The school is one of a few prefabricated schools in the area which have been transformed by the Western Cape Education Department (WCED) into a brick structure.
Die Duine, Buck Road and Plantation primary schools are among the other schools which were upgraded.
Southern Mail visited the school when it was barely halfway through the process of replacing the prefab classrooms with a brick structure (“Fairview Primary – going up brick by brick”, Southern Mail, September 26 2012).
Fairview Primary School was built in 1975 by the Cape Education Department and was formerly known as De Klip Primary School.
Rated as one of the best schools in the Western Cape, according to principal Aubrey de Wet, Fairview’s admission numbers have never dwindled. “We started our school in a prefabricated structure but we have always had up to a 1 000 pupils.”
He said the school is currently accommodating 1003 pupils. “We already have 84 Grade R pupils on the waiting list for 2017.”
Children at Fairview Primary are from Ottery, Grassy Park, Parkwood and the surrounding areas.

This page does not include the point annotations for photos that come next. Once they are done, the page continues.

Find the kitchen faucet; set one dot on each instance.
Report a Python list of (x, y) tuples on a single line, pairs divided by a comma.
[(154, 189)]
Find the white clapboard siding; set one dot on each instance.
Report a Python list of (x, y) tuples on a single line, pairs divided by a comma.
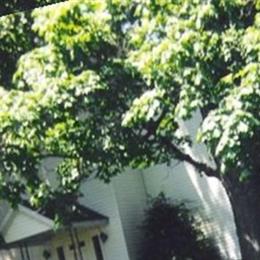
[(131, 200), (101, 197), (180, 181), (12, 254)]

“However, when they step into the school, they must all behave the same way,” said Mr De Wet.
The school also accommodates special needs children.
Discipline is key to education and that drives them to excel. “We have been the top scoring school in the province for literature and numeracy in 2015/2016.
“The pupils are also doing well in athletics,” said Mr De Wet.
He said most of their pupils are accepted at feeder high schools such as South Peninsula and Norman Henshilwood.
Another key to education is trust. “Our parents have a good relationship with our teachers and our school meetings are well attended. If we have a good relationship with the parents then the pupils flourish in their school work.”
He said parents also showed “goodwill towards the school and some of them donated the trees and plants”, to beautify the school.
He said the next generation of young teachers will easily fall into place where new technology is concerned as the school has embarked on e-learning.
e-learning uses electronic technology to access educational curriculum outside of a traditional classroom. For example, it refers to a course, programme or degree delivered completely online.
Mr De Wet said the school has already put wi-fi in place, so they are preparing the next generation of teachers to settle into the new way of teaching.